Box dégage une image à la Google. Un toboggan, des nerfs… du fun. Nous sommes aussi tous conscients que cela est synonyme de beaucoup de travail et d’un certain élitisme : seuls les meilleurs bénéficient de ces conditions de travail ! Pour construire un produit et une société de cette veine, il faut recruter à son image et savoir rester exigeant même dans le besoin impératif de nouvelles recrues. Nous découvrons alors que le process est loin d’être aussi fun et même vraiment bien rodé : 5 entretiens techniques, où à chaque étape le mindset est qualifié au même niveau que la technique.
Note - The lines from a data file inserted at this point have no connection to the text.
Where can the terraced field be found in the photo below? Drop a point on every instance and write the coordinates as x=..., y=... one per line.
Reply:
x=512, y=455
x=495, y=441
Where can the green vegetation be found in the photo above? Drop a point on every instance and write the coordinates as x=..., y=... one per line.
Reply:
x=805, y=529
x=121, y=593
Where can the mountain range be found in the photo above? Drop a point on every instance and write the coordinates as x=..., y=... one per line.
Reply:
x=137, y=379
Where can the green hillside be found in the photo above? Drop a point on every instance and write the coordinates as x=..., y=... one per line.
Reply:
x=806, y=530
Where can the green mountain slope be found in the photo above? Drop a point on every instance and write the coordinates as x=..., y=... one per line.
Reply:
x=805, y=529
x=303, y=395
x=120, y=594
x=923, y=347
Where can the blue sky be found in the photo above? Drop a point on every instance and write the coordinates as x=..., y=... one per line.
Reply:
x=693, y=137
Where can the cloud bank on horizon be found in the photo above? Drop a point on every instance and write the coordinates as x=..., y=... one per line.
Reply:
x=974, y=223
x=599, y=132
Etre bon ne suffit pas. Il s’agit aussi de partager la même culture que Box. Florian nous explique que la maturité d’une société passe aussi par le fait d’accepter de se séparer d’un collaborateur si son comportement n’est plus en cohérence avec ces valeurs.

La journée se termine. Nous debriefons avec Louis, nous sommes vraiment heureux d’avoir reçu ces retours d’expérience et d’avoir appris. Nous sommes aussi particulièrement fiers de voir que le recrutement, notre quotidien, est un sujet de préoccupation aussi important que la vision d’un produit, aussi beau et innovant soit-il.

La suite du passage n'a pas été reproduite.